そこで、AliExpress のサイトで肯定的フィードバックが 98.7%の”Your Cee”というショップで MH-Z19B を購入することにしました。
このショップでは、MH-Z19B を
- センサー単体
- センサー+Pin
- センサー+Terminal
の 3 種類のものが購入できます。Your Ceeショップで購入可能なMH-Z19B
購入費用と納期
MH-Z19B センサー購入の費用は
- MH-Z19B+Terminal 2145 円
- 送料 476 円
- 合計 2621 円
納期は実績として 2 週間(2021/5/15 に注文し、5/29 に到着しました)でした。
MZ-H19B 接続ケーブルの改造
Raspberry Pi の GPIO ピンは 2.54㎜ ピッチで並んでいます。Raspberry Pi B+のGPIOピン
MH-Z19B+Terminal付属ケーブル
- 2つある白いコネクタの一方から、Raspberry Pi に接続する 4 本のケーブル(赤-5V Power 用、黒-GND 用、青-GPIO14(UART TX)用、緑-GPIO15(UART RX)用)を外します。
- 下記パーツを使い QI コネクタに変更します。
- QI コネクタハウジング
- ケーブル用コネクタ

MH-Z19B付属の接続ケーブル4本(赤、黒、緑、青)をQIコネクタに変更する
(補足)Terminal のピン配置
MH-Z19B の Terminal のピン配置の情報はhttps://www.winsen-sensor.com/d/files/MH-Z19B.pdfから入手可能で、該当箇所のみ抜き出すと下記のようになっています。MH-Z19BのTerminalのピン配置
改造後の MH-Z19B と接続ケーブル
最終的に下記のように改造しました。改造後の接続ケーブルとMH-Z19Bセンサー
Raspberry Pi 3B+と MH-Z19B の接続
MH-Z19B 側 - Raspberry Pi 3B+側との接続を下記のように行います。
- 赤 - 5V Power 用
- 黒 - Ground
- 青 - GPIO14(UART TX)
- 緑 - GPIO15(UART RX)
MH-Z19BとRaspberryPiの接続
GPIO部の拡大
Raspberry Pi 3B+の UART 有効化
Raspberry Pi のドキュメントにあるように、3B+ではデフォルトで UART0 は/dev/serial1 に割り当てられており、/dev/ttyAMA0 の Bluetooth 接続されています。
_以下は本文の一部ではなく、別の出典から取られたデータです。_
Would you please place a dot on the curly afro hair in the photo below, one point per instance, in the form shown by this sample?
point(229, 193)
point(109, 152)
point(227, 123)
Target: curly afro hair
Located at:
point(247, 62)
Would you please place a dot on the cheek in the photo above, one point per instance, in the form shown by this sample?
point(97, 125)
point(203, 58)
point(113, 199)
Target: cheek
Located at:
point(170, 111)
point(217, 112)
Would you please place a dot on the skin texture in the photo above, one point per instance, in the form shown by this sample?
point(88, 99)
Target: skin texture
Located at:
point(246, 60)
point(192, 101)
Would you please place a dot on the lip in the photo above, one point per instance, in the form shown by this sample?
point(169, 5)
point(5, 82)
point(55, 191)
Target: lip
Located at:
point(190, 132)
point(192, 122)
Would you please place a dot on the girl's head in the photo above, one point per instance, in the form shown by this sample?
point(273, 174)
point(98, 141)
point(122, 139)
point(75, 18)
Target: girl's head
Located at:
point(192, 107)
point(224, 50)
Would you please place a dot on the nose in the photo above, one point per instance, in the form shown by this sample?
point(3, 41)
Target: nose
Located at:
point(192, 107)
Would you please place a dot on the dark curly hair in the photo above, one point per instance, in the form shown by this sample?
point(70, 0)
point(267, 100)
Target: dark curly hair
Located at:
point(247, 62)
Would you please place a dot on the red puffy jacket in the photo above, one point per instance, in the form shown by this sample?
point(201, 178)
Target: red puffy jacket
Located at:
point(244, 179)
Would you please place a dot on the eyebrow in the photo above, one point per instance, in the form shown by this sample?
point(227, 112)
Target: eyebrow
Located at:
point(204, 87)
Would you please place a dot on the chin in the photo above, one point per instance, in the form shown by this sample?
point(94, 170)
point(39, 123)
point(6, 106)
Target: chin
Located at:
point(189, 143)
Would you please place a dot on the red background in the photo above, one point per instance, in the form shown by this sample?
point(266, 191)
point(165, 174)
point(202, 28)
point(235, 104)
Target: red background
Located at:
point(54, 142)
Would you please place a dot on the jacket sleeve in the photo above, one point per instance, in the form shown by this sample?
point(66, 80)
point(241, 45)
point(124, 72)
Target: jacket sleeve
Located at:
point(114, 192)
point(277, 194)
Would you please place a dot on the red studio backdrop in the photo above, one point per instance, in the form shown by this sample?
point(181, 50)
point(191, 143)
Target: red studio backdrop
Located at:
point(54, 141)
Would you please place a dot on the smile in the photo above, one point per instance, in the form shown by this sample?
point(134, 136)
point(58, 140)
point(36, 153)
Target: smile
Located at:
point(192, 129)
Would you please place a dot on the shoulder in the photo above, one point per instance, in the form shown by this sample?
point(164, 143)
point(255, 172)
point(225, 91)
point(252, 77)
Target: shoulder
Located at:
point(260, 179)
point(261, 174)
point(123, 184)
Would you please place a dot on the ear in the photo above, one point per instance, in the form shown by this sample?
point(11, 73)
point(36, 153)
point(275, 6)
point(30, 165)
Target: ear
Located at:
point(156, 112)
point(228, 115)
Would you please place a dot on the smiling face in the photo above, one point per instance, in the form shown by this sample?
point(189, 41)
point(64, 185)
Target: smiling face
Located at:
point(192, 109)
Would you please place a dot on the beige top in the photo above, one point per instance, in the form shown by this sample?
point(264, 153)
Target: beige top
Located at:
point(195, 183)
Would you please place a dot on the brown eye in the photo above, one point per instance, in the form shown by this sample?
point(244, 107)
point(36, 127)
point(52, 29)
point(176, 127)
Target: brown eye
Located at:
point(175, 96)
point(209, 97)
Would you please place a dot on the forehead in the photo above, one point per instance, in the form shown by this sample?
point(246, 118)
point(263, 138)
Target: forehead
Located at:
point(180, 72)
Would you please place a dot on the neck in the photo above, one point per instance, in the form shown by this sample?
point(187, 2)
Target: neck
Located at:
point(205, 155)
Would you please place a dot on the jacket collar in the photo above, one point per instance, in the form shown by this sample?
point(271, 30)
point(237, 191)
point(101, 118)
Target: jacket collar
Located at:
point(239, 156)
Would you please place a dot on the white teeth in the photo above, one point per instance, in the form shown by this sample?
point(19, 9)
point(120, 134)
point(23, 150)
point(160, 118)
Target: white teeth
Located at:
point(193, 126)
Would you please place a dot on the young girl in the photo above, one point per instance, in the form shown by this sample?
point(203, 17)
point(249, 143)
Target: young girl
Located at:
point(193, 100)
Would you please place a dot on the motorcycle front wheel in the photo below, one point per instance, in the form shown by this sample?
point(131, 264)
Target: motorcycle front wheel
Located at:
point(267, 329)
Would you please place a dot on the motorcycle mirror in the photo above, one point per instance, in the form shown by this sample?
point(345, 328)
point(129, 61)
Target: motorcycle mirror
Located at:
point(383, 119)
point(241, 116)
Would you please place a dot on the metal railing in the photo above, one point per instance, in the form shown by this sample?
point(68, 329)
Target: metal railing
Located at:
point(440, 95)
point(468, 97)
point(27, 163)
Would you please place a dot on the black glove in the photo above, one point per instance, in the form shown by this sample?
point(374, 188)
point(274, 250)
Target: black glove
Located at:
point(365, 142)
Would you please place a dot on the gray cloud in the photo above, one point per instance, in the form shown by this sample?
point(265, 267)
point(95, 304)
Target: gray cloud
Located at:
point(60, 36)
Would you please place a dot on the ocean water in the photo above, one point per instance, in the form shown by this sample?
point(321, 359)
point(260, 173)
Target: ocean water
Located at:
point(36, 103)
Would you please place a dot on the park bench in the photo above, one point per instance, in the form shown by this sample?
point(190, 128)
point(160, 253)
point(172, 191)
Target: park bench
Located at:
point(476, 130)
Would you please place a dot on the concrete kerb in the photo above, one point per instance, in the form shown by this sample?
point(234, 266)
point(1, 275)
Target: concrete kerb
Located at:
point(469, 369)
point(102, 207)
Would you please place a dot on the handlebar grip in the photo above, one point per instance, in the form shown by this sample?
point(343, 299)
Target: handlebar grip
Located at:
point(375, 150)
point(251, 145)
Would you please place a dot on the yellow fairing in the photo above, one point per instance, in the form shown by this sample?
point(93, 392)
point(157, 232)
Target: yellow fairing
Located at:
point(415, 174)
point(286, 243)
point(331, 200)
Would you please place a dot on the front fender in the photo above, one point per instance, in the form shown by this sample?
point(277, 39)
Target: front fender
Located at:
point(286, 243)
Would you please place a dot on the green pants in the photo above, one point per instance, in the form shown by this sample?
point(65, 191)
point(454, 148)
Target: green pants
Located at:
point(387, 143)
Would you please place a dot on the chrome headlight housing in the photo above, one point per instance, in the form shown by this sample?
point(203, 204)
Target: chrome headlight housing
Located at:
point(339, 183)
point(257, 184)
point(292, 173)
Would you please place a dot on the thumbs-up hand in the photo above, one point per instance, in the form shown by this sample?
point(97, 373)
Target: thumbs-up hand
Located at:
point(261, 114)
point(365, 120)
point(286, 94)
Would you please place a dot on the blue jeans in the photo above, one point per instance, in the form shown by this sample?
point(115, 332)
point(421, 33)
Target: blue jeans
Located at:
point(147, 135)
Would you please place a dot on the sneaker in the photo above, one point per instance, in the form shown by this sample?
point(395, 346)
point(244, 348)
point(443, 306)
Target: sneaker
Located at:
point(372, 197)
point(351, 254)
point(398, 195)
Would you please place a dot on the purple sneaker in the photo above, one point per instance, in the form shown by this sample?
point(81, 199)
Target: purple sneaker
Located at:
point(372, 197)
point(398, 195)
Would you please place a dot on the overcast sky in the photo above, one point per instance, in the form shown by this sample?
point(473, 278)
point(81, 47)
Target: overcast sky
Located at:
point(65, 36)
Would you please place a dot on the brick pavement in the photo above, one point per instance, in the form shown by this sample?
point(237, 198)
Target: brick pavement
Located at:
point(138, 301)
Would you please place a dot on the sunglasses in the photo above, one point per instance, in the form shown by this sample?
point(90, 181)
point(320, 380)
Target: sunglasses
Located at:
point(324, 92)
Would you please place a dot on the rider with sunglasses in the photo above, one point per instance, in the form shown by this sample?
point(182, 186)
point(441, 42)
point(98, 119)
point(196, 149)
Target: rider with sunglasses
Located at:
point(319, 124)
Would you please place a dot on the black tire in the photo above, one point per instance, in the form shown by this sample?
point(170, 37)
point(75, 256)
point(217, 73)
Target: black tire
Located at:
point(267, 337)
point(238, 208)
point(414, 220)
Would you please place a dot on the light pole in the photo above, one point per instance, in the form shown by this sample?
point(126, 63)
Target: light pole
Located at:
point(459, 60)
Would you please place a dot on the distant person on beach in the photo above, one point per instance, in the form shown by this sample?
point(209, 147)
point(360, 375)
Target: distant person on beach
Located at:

そして、UART1 は/dev/serial0 で mini UART に割り当てられていますが、mini UART はデフォルトでは有効化されていません。
そこで、
- エディタで/boot/config.txt を開き、enable_uart=1 を追加します。
/boot/config.txtにenable_uart=1を追加する
- Raspberry Pi を再起動します。
shutdownコマンドで再起動する
- 再起動後、/dev/serial*を確認し、下記のようになっていれば OK!
再起動後に/dev/serial*を確認する
Python モジュール mh-z19 のインストール
Python で MH-Z19B を扱うためPyPI(Python Package Index)のmh-z19 モジュールより下記のようにインストールします。なお、mh-z19 モジュールのソースコードはGitHub 上の@UedaTakayuki 氏のリポジトリに MIT ライセンスで公開されています。
$ sudo pip install mh-z19

mh_z19モジュールのインストール
二酸化炭素濃度の測定
動作確認も兼ねて、下記のように MH-Z19B センサーを読み取ります。
$ sudo python -m mh_z19
{"co2": (二酸化炭素濃度ppm)}
二酸化炭素濃度の測定
今回作成したもの
最後に
センサーから二酸化炭素濃度を取得することができたので、今後は、二酸化炭素濃度がある濃度以上になったら警告したり、二酸化炭素濃度の推移をグラフ表示したりできると良いと思いました。